A recent problem set has just been screaming for a graph db (large number of nodes, massive number of edges, shortest path traversal).

After a bit of research we decided that it was best to go with Neo4J over those running on Hadoop (Girpah, etc), at least to get started.Following was our rationale:
  • No one on our team has any graph db experience.
  • The Neo4J community is way more active that it's Hadoop based counterparts.
  • We already run a petty heterogeneous stack (R Studio/Server, Hive, Impala, Python).
  • The ability to show the graph off visually us somewhat important.
  • Our graph db won't see frequent updates, and usage will be minimal.
  • Hydrating the graph from our MYSQL db via python was pretty trivial.
  • Neo4J offers very easy REST API access.

So I went about getting Neo4J to go at AWS, here is a blow by blow of how I got it done.  

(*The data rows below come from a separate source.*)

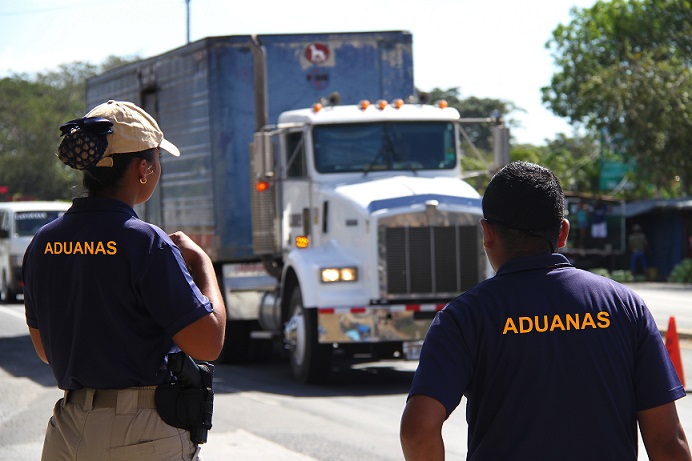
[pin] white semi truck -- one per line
(343, 228)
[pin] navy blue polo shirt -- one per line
(107, 292)
(554, 361)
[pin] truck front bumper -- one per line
(375, 324)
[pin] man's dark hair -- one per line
(526, 201)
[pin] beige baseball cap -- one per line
(134, 130)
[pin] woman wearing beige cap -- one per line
(109, 296)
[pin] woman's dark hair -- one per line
(96, 180)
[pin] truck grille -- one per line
(430, 261)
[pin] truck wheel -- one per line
(310, 360)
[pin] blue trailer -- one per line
(327, 196)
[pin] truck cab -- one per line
(19, 221)
(367, 225)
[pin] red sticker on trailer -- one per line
(317, 53)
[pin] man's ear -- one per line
(564, 232)
(143, 168)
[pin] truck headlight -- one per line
(339, 274)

Don't follow the main Neo4J EC2 instructions (utilizing Cloud Formation), it was hosed trying to locate the AMI.  Go manual, you will thank me.


Notes / extra steps:
  • Neo4J will be installed in /var/lib/neo4j/
  • Neo4J start script is /etc/init.d/neo4j-service (stop/start/restart) ... this incorrectly noted in docs
  • Edit /etc/security/limits.conf and add these two lines:
neo4j   soft    no file  40000
neo4j   hard    nofile  40000
  • Neo4J is only accessible locally by default:
Edit /var/lib/neo4j/conf/neo4j-server.properties
uncomment this line
org.neo4j.server.webserver.address=0.0.0.0
  • Another thing
Edit /etc/pam.d/su
uncomment or add the following line
session    required   pam_limits.so
That should get you up and running, and accessible.  Here is a picture of a graph we created based on wikipedia categories and pages centered on "Machine Learning".  We are just getting our feet wet, but love what we are seeing!